There's a certain schadenfreude, bordering on sadism, in mobile phone punditry these days, especially where it concerns Nokia. With every new bit of negative news about the Finnish handset maker comes a fresh wave of derision and indignation, berating Nokia and CEO Stephen Elop for blowing things so badly.

Of course there's more than a smidge of retrospective wisdom in all this. Yes, Nokia didn't see the iPhone coming and went into a state of denial when it did, but the appointment of Elop was a belated response. The many claims in the rantosphere about how he's killing the company are a tad disingenuous, especially if those same people acknowledge Nokia was already in a pickle when Elop took over.

Nokia's current situation seems so clear cut - it's losing market share hand-over-fist and is still months away from launching the WP7 smartphones it hopes will reverse its fortunes - that there's little risk in denouncing the company. And nothing makes an armchair expert feel more fulfilled than a good, shouty condemnation.

On the analytical side it seems to be a race to forecast worse news for Nokia. The latest to speak up was Nomura, which predicted in a research note seen by Reuters that Nokia would not only lose its position as the biggest smartphone vendor by volume this quarter, it will be relegated to third place behind Samsung and Apple.
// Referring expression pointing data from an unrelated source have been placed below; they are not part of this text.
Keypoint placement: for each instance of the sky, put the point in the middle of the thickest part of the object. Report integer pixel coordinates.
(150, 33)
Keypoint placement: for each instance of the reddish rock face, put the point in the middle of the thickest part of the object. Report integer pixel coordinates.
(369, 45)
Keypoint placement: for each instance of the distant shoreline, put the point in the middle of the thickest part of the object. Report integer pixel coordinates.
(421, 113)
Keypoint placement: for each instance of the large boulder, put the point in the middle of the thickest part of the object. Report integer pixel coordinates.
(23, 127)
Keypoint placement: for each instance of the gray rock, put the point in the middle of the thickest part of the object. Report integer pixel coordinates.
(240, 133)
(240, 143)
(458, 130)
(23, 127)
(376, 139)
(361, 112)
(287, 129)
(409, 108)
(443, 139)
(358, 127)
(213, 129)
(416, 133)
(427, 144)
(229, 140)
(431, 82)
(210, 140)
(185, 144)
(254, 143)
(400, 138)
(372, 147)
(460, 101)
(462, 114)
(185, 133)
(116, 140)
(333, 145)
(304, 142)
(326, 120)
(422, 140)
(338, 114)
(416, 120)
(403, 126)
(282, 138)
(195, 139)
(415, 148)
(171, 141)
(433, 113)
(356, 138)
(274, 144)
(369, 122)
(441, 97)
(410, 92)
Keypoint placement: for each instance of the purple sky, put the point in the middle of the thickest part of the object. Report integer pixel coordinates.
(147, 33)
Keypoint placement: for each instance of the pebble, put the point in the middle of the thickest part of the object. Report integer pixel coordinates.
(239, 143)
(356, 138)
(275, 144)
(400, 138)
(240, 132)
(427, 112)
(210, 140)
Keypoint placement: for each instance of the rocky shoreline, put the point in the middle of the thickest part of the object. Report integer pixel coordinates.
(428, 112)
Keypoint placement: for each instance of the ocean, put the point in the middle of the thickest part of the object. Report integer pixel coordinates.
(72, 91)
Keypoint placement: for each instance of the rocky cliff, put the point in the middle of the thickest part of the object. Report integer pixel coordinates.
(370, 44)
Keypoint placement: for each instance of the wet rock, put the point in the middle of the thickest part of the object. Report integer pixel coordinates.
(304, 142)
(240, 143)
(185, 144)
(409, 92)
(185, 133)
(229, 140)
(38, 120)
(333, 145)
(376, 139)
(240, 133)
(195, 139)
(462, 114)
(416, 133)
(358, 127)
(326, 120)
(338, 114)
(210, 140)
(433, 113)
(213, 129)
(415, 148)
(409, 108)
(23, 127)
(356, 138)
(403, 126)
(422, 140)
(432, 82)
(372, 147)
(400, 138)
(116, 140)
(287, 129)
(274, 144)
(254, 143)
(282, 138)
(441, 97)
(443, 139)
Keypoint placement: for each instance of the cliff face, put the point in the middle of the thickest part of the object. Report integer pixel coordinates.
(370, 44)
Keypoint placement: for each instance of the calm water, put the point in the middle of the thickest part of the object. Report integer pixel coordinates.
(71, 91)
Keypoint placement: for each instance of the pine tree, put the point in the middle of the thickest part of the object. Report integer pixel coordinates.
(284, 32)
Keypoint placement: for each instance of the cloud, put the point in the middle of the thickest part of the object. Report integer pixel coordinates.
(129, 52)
While predicting the short-term demise of Nokia is nothing special, Nomura is still sticking its neck out a bit by predicting such a rapid transition. The most recent IDC smartphone stats show Nokia still well ahead of Apple, with Samsung way back in fourth. But Samsung's smartphone shipments grew 350 percent year on year, so an extrapolation of that is probably what led to this prediction, coupled with Nokia's recent sales warning.
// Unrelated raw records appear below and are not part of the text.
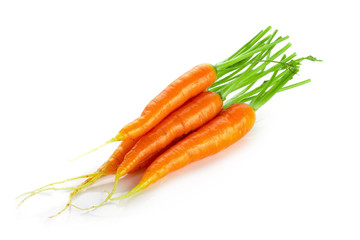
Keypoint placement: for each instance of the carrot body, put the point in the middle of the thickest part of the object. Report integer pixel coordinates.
(172, 97)
(112, 164)
(192, 115)
(227, 128)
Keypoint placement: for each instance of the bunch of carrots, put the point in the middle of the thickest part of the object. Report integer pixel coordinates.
(202, 112)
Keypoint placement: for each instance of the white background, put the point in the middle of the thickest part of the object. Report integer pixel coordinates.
(74, 72)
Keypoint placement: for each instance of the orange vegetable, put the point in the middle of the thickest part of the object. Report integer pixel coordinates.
(192, 115)
(227, 128)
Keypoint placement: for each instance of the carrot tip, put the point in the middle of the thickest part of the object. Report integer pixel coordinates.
(115, 139)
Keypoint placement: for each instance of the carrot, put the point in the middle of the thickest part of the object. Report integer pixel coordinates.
(227, 128)
(221, 132)
(108, 168)
(191, 84)
(192, 115)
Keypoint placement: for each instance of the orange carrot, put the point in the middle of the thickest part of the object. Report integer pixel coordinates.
(176, 94)
(227, 128)
(192, 115)
(198, 79)
(108, 168)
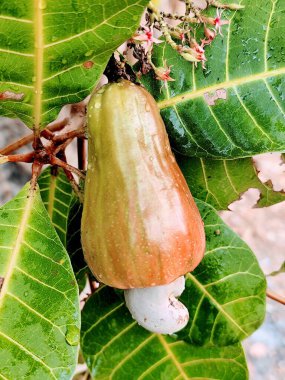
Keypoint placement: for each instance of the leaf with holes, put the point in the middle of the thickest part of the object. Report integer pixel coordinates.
(225, 294)
(39, 306)
(56, 193)
(234, 108)
(221, 182)
(53, 53)
(115, 347)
This may well come to pass, and if Nokia ever does reclaim top spot it's going to be a long road, with a lot more bumps to come. But the Nokia-bashing that will continue as long as it struggles, reminds me a bit of that classic scene in Monty Python's The Life of Brian, when people are queuing up to stone the blasphemer. Elop is going to be denounced no matter what he does for the next few months, so he might as well do exactly what he wants.